Intervenuta la scadenza, la società ha ottenuto l’iscrizione nel registro ex art. 68 cod. nav. e ha presentato nuova istanza di rinnovo della concessione demaniale per mantenere il deposito temporaneo di rifiuti pericolosi e non. L’Autorità ha respinto l’istanza con Decreto n. 45 dell’11.7.2025 e ha poi intimato lo sgombero dell’area. La società ha impugnato diniego, avvio del procedimento di sgombero e ingiunzione, chiedendone l’annullamento.

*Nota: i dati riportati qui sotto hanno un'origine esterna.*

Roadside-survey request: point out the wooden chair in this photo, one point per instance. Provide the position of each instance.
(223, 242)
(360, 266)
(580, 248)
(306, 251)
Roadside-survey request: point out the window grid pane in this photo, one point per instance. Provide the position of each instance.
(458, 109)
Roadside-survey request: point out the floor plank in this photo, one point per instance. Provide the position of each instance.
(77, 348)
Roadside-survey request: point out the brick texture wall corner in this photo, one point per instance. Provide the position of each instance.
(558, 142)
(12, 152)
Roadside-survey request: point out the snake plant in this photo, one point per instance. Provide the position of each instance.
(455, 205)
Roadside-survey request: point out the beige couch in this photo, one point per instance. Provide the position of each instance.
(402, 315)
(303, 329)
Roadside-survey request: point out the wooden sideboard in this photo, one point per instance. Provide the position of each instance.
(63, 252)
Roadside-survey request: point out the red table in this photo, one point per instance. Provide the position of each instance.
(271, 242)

La Motivazione della Corte
Il Collegio ricostruisce preliminarmente il quadro normativo. La l. n. 84/1994 distingue operazioni portuali, servizi portuali e servizi di interesse generale. Il servizio di raccolta dei rifiuti dalle navi era inizialmente qualificato come servizio di interesse generale dal d.m. 14 novembre 1994, con obbligo di affidamento a un gestore unico mediante gara ai sensi del d.lgs. n. 182/2003. Il regolamento UE n. 352/2017 ha però attratto espressamente tale servizio tra i servizi portuali, imponendone l’apertura al mercato, salvo le eccezioni tassative dell’art. 6. Il d.lgs. n. 232/2017 ha abrogato il d.m. del 1994 e il d.lgs. n. 197/2021 ha sostituito il d.lgs. n. 182/2003, confermando l’obbligo del porto di dotarsi di impianti di raccolta adeguati.
Su questa base il Collegio ritiene infondati i capi del diniego. La circostanza che la ricorrente non sia più gestore unico, ma mero iscritto al registro ex art. 68 cod. nav., non le impedisce di domandare la concessione dell’area: il servizio resta servizio portuale a tutti gli effetti e ogni operatore interessato deve poter disporre degli spazi necessari. La scelta dell’Amministrazione di aprire il servizio alla concorrenza non può risolversi in un sostanziale azzeramento degli impianti, sottraendosi agli obblighi di legge.
Quanto al piano dei rifiuti in corso di adozione, il Collegio osserva che un atto non ancora venuto ad esistenza è improduttivo di effetti e non può fondare il rigetto. Nelle more resta valido il piano del 2016, che individua il deposito temporaneo quale impianto di raccolta del porto. L’art. 4, comma 6, d.lgs. n. 197/2021 fa salva l’applicazione dell’art. 185-bis d.lgs. n. 152/2006, confermando che il deposito temporaneo può assolvere tale funzione.
Anche il profilo della bonifica e dell’incompatibilità con il PRP è respinto: il piano del 2016 non fissa la localizzazione esatta dell’impianto, sicché l’Amministrazione deve individuare un’area idonea in sede di riesercizio del potere, contemperando gli interessi pubblici e privati. Il ricorso è pertanto accolto, con annullamento del diniego e obbligo di riesame; le spese sono compensate.